Last month my fog lights on my 01 Wrangler quit, three days after I was looking at every fuse in th thing my oldest son informs me he turned of my fog lights one afternoon, well.....it didn't dawn on my what he said until the other day, I don't use them in the day time unless its a foggy day (duh). So what do I do I start by looking at every fuse again in case I missed one, they are all good at this point, so I unplug the lights and apply power to them and they work. So now on to step two (this involves beer), I remove the steering wheel cover, scared to death I'll set off the air bag, and unplug the wiring harness to the multifunction switch and I find a hot wire, and start jumping each and every wire in that plug......yea thats right........I now have all brand new fuses 

Well I found the wire that powers the fog lights, and I ran an aux switch to the dash board below the lighter. Now my lightse come on with th head lights and go off with the head lights ( I'll change that later on to the running lights) and I can turn them off or on as I please.

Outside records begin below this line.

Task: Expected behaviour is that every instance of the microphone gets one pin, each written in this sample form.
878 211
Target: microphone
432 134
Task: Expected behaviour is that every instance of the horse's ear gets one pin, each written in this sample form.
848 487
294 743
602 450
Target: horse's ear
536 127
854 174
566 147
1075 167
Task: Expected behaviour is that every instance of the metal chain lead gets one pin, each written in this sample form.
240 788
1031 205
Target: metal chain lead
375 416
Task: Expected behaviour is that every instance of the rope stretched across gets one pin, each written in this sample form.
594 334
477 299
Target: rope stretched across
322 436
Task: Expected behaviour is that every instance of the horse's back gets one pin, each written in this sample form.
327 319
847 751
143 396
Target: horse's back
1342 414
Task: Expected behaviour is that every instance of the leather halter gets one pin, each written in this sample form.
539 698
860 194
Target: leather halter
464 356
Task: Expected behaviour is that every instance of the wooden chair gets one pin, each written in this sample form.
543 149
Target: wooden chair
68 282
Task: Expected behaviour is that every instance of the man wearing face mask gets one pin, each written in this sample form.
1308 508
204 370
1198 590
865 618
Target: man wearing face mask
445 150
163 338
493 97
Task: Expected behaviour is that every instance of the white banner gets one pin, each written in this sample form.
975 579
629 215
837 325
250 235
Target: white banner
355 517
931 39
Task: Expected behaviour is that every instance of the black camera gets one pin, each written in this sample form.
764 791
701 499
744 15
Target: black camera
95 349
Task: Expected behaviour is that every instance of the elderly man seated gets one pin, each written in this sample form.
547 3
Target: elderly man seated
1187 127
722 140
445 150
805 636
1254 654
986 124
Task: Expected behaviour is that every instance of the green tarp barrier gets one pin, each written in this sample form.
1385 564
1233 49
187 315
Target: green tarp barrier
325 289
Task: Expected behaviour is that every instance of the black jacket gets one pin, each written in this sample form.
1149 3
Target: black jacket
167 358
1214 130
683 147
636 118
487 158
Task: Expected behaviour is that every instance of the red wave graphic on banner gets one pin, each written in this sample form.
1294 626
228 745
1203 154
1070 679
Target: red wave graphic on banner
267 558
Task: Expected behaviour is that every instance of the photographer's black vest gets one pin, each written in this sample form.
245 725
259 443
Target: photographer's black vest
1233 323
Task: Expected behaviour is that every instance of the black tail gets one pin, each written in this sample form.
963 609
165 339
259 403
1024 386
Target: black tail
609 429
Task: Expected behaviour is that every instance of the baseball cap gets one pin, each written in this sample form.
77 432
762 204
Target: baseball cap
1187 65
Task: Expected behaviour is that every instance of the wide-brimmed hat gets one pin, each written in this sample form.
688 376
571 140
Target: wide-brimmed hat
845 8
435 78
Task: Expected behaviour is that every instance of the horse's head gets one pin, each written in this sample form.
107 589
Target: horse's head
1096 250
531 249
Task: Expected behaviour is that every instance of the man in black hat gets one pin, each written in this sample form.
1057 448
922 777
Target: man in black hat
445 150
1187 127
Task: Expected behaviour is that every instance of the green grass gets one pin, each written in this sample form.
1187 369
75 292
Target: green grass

My manual is useless, so I asked the man at the gas station he tells me its pin 17 for fog lights, well I later find its pin 14, 17 is high beams, too bad I didn't find that out BEFORE I spliced into that wire


----------



## Scottg1 (Jul 30, 2011)

I think everyone has a story kind if of like that. Sometimes more than one. At least you did not take it to the shop to have them tell you what it was.


----------



## wolfen1086 (Oct 4, 2007)

Yea thats only because MY Jeep is a baseline model, I looked all over Tidewater before I bought it I turned down the ones with the 4L power doors, power this power that air locking this and that, the only power that I have is power steering and power brakes 
Which makes MY Jeep only needed at the service station for state inspection


----------



## tracywilliam46 (Sep 27, 2011)

Hey wolfen1086,

I used to find someone who have problem the same i have luckily i found you...
My lights also didn't function anymore...
My question is can i used any fog lights from any car model or is there a right fog lights for a certain model and compatible to other model?
________________________


----------



## wolfen1086 (Oct 4, 2007)

On a older Jeep, like Cherokees and wranglers or before just about any fog light will work, only thing is if you have a multifunction switch, some high power fog lights might burn it out, just remember also if you install a separate switch to control the fog lights they either have go off when the high beams come on or be covered for inspection.

For lights I usually just get the Cheap 55 watt ones from walmart, they are pretty good for normal use, but for offroad you might want brighter ones. Anything brighter that the standard H2 Bulb needs its own swutch


----------